M. X n’étant pas fonctionnaire, il est « justiciable ». A savoir condamnable. Surtout s’il est dans son bon droit.
Que fait-il face à cette intrusion chez lui ? Ce que ferait tout propriétaire : furieux, il retire l’affiche et coupe le cadenas.
Pas gêné, le maire qui sait qu’il aura le soutien de copains au tribunal – on est en France ! – le poursuit tel le père Ubu pour « dégradation ou détérioration volontaire de bien destiné à l’utilité ou à la décoration publique (…) en causant un dommage grave, en l’espèce un préjudice de 50 € ». Un dommage « grave » de 50 € ! Quand on voit les 2 400 milliards de dettes de nos amis fonctionnaires qui gèrent notre pays contre notre volonté, on rigole (jaune). Mais vous noterez surtout que ce sympathique édile n’a pas osé ajouter le motif sans lequel aucune poursuite n’est possible : « en s’introduisant sur un lieu appartenant à la municipalité ». Donc sur le papier, en toute justice, il a perdu.
II – Le procès
M. X est donc convoqué par le procureur au tribunal de la Roche sur Yon. Là, il se retrouve dans une salle avec une dizaine de prévenus face à un inconnu qui le surplombe de son bureau, dont le nom et la fonction ne sont pas indiqués. C’est la France… Le greffe refusera par la suite de lui communiquer son nom. C’est encore la France. Mais je vous rassure, ce n’est pas Claude Oesinger !
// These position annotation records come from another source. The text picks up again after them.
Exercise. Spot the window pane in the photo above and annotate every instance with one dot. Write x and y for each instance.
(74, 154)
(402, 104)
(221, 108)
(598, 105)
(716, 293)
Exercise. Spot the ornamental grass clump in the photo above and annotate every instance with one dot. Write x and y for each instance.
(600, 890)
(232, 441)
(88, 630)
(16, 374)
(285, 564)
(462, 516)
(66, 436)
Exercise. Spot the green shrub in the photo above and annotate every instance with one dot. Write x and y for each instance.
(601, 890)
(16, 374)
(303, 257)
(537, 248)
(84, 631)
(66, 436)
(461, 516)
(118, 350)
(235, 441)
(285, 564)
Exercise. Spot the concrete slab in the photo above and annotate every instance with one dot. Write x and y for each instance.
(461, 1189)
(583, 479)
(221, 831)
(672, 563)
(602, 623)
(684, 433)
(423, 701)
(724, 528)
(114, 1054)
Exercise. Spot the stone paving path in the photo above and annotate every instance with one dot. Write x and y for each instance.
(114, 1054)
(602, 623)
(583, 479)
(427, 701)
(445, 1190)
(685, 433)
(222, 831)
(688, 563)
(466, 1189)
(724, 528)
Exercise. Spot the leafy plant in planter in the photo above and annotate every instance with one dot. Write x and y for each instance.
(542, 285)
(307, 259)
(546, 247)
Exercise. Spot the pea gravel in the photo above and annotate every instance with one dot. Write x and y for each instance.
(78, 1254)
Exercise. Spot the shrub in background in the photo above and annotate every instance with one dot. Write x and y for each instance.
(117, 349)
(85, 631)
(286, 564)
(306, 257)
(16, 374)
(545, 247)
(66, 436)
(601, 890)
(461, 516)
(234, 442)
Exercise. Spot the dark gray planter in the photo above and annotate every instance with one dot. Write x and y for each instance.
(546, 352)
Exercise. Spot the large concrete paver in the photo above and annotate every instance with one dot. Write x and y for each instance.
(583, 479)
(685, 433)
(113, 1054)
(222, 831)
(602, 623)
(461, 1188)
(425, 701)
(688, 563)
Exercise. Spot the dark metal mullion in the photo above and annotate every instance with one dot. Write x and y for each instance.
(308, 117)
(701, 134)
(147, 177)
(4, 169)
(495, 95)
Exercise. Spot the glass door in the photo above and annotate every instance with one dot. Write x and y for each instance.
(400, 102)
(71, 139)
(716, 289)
M.X expose son bon droit à l’inconnu. Celui-ci l’écoute et lui donne illico la sentence : « vous êtes condamné à 50 € ». Aucune discussion ! Pas de débat oral et contradictoire. Or, cet inconnu n’est même pas juge ! M. X qui le sait et est très loin d’être un poltron réagit haut et fort : « Je ne vois pas de juge pour me juger. Pouvez-vous m’en montrer un ? – Non Monsieur, il n’y en a pas ». Alors il se retourne face à l’assistance, brandit l’affiche de la mairie et clame : « vous vous rendez compte ? Je suis condamné par quelqu’un qui n’est pas juge ! Il n’y a pas de juge ici. » Le « juge » lui dit : taisez-vous Monsieur, et retournez-vous. Vous n’avez pas le droit de vous adresser au public. » Mais M. X n’en a cure et continue à haranguer : « Nous sommes vraiment dans une pauvre France où des fonctionnaires irresponsables nous condamnent sans nous écouter ! » Vous voyez, on ne peut être qu’amis lui et moi.
Au fond de la salle, quelqu’un applaudit. Puis un autre. Finalement tout le monde applaudit. Vous vous rendez compte ! Des gens convoqués là pour être jugés – pardon, je veux dire condamnés – osent applaudir à la critique de celui qui va décider de leur sentence en sa présence ! Faut-il qu’ils en aient ras le bol de cette justice de merde !

Vous remarquerez que la sentence est prononcée par la vice-présidente du tribunal qui n’était pas là. On ne connaît donc toujours pas le nom du « juge » qui a réellement décidé de la sanction. La lâcheté de ce système est insupportable.
Bien entendu, M. X. n’a pas voulu en rester là. Il a quitté la salle pour se rendre immédiatement au greffe du tribunal où il a fait opposition au jugement. Ainsi, il a des chances de rencontrer enfin un vrai juge qui écoutera sa défense de propriétaire lésé.
III – Nouveau procès !
M. X n’ayant pas voulu s’acquitter de la modique somme de 50 € à laquelle il fut condamné par un faux juge – pardon, par une personne du parquet – il est désormais convoqué par le même parquet (le procureur de la Roche sur Yon) devant cette fois un vrai juge, pour le 15 décembre 2020.

Vous noterez le « VOTRE PRÉSENCE EST OBLIGATOIRE » qui sonne comme une menace.